Franklin Field (formerly known as Routine Field and briefly as Milkmen Stadium) is a baseball park in Franklin, Wisconsin, which is part of the Milwaukee metropolitan area. The ballpark was built on the site of a former landfill. It is the home of the Milwaukee Milkmen, an independent professional baseball team playing in the American Association of Professional Baseball, and it will be the home of the NCAA Division I University of Wisconsin-Milwaukee Panthers baseball team.
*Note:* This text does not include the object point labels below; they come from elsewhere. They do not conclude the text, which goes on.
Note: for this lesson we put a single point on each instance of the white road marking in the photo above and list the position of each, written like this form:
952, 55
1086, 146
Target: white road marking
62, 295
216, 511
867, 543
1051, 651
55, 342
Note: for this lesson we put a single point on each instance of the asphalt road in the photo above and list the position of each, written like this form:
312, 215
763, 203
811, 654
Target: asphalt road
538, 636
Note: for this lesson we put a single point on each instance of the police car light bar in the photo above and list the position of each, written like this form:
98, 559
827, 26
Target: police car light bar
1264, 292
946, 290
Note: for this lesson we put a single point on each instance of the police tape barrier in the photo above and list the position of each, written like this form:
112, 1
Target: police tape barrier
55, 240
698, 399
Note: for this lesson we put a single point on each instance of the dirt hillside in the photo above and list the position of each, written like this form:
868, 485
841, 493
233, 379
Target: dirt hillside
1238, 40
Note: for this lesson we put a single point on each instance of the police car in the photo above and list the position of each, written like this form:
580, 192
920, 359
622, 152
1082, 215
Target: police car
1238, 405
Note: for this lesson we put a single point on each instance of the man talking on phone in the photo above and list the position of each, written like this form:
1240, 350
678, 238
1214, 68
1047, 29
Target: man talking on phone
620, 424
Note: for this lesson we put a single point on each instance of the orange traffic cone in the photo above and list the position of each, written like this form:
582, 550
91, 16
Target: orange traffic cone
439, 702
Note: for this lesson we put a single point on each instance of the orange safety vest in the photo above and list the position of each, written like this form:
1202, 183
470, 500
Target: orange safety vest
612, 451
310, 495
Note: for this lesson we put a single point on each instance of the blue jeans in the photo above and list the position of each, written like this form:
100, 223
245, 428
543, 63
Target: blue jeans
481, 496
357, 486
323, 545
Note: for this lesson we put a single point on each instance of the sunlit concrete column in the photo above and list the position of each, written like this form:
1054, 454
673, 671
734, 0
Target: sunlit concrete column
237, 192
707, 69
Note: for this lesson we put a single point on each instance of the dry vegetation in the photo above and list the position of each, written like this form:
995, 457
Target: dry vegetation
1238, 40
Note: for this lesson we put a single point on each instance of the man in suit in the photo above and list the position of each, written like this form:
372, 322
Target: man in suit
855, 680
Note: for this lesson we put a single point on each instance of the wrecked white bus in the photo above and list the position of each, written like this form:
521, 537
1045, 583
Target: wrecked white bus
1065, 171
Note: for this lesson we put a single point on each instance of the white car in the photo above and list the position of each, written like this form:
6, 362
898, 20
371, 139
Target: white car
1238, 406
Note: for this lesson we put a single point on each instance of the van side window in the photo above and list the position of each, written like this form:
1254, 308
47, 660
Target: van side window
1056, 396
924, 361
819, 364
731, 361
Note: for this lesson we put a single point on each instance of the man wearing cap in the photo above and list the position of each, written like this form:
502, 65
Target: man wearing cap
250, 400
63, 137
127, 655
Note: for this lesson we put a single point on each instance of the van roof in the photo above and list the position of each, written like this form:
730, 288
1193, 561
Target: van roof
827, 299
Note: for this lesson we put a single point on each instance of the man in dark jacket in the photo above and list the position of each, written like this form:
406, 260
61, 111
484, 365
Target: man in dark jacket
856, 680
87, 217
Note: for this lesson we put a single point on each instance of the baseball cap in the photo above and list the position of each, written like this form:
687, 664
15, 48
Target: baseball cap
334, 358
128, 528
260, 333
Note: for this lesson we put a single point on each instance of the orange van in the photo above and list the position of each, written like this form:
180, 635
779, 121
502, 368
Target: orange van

The ballpark opened with the Milkmen losing 3–2 loss in 11 innings to the Gary SouthShore RailCats on June 24, 2019, a month after the first home game for the Milkmen was played at Kokomo Municipal Stadium in Indiana.

== Naming rights dispute ==
The naming rights were originally held by Routine Baseball, a baseball apparel brand based in Franklin. However, in August 2019, Routine Baseball filed a lawsuit against ROC Ventures, arguing that the letter of intent outlining the terms of the naming-rights deal was never officially signed and that ROC Ventures should not have moved forward with the deal. They claimed ROC Ventures never had formal permission to use and profit off its branding, and in addition owed them more than $100,000 in unpaid invoices. Later, ROC Ventures filed a countersuit, alleging that Routine not only failed to pay naming rights, but also did not pay royalties or commitments due after Routine took over Lifestyle Sports Apparel and Korked (a ROC Ventures enterprise that created apparel for Joe Maddon's foundation). In November, the two parties reached a settlement and all Routine branding and signage was removed from the ballpark. In January 2020, the Milkmen were actively searching for a new naming-rights partner. In June 2020, ROC Ventures announced it had forged a partnership with the Franklin Tourism Commission to rename the ballpark from Milkmen Stadium to Franklin Field and build a visitor center nearby.

In May 2021, Wisconsin Lutheran College held a commencement ceremony for their winter 2020 and spring 2021 graduates at Franklin Field.